Certainly, Beaujolais is the red wine equivalent of that: an ideal inexpensive warm-weather drink, light to medium-bodied, with charming fruit, low tannins, and a bracing acidity that allows it to match with foods of all sorts. (In the Beaujolais, they drink it even with fish.)
As with Chablis, you can spend a lot more on single-vineyard wines from the named Beaujolais crus (Brouilly, Fleurie, Morgon, etc.). I don’t mean to belittle those: In fact, I love ‘em – but the two broader zones that surround those crus, Beaujolais Villages and the even larger Beaujolais, produce an ocean of delightful wines, all made with the same Gamay grape and all designed for easy drinking. That, I find, is especially true in summer: Beaujolais is very hard to beat as a hot-weather red wine. And its price is equally hard to beat: I’ve seen several on sale for as little $12, and rarely do they exceed $20.
Just one caveat: I am emphatically excluding from my praise any and all Beaujolais Nouveau.
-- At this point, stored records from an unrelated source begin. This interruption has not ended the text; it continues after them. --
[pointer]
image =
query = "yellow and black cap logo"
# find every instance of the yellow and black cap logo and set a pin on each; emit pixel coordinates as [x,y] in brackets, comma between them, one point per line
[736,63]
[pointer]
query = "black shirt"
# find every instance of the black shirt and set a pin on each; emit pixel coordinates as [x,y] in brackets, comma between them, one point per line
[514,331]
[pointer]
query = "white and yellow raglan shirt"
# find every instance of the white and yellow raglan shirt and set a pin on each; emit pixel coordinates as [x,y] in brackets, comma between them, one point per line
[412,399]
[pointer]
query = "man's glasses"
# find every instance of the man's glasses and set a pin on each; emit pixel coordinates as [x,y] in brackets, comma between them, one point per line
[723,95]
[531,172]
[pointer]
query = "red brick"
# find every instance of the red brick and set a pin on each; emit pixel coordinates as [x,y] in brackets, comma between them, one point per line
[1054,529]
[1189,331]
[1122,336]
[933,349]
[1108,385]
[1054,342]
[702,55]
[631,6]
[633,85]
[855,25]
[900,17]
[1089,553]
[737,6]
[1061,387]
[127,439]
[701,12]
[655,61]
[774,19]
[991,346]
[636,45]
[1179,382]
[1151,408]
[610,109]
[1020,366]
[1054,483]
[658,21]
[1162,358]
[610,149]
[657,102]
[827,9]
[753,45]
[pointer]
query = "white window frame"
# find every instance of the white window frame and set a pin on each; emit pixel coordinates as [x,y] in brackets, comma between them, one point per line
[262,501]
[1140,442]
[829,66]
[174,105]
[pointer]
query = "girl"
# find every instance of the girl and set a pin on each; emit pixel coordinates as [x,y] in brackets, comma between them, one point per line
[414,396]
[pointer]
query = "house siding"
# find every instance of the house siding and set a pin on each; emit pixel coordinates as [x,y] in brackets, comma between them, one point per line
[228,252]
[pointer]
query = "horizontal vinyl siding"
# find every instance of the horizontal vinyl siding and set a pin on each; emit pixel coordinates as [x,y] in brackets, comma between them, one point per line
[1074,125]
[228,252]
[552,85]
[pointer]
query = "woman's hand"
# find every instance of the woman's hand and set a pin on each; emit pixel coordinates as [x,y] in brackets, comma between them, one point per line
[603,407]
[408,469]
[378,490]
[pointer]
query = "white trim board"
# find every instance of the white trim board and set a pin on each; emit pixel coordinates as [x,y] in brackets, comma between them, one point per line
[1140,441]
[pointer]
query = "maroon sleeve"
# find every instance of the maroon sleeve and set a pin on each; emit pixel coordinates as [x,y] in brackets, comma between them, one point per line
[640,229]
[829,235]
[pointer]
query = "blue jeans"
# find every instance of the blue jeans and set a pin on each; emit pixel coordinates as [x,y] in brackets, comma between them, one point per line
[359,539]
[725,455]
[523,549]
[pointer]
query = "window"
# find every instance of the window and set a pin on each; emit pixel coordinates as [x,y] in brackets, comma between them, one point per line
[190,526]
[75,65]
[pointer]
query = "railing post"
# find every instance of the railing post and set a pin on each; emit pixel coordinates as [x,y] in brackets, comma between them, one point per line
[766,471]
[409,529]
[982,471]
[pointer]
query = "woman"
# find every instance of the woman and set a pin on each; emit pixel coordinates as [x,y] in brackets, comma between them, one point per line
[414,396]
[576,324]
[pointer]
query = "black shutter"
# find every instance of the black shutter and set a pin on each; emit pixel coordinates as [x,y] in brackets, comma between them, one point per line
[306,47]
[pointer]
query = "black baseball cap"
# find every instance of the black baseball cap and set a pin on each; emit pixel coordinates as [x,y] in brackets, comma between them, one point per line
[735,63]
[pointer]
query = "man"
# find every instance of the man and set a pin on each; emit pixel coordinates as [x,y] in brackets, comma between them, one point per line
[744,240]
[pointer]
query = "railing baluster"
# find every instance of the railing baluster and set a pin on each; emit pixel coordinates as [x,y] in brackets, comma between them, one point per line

I’ve never understood the fad for this wine, which arrives every November after harvest accompanied by hoopla and balloons: It always tastes sickly sweet to me, like liquid cotton candy (and with some of the same palate-coating character). I know some people like it (a lot, apparently), but I’m not one of them. So I hereby blackball Beaujolais Nouveau from CCAW, while warmly (pun intended) welcoming Chablis and Beaujolais and Beaujolais Villages to membership.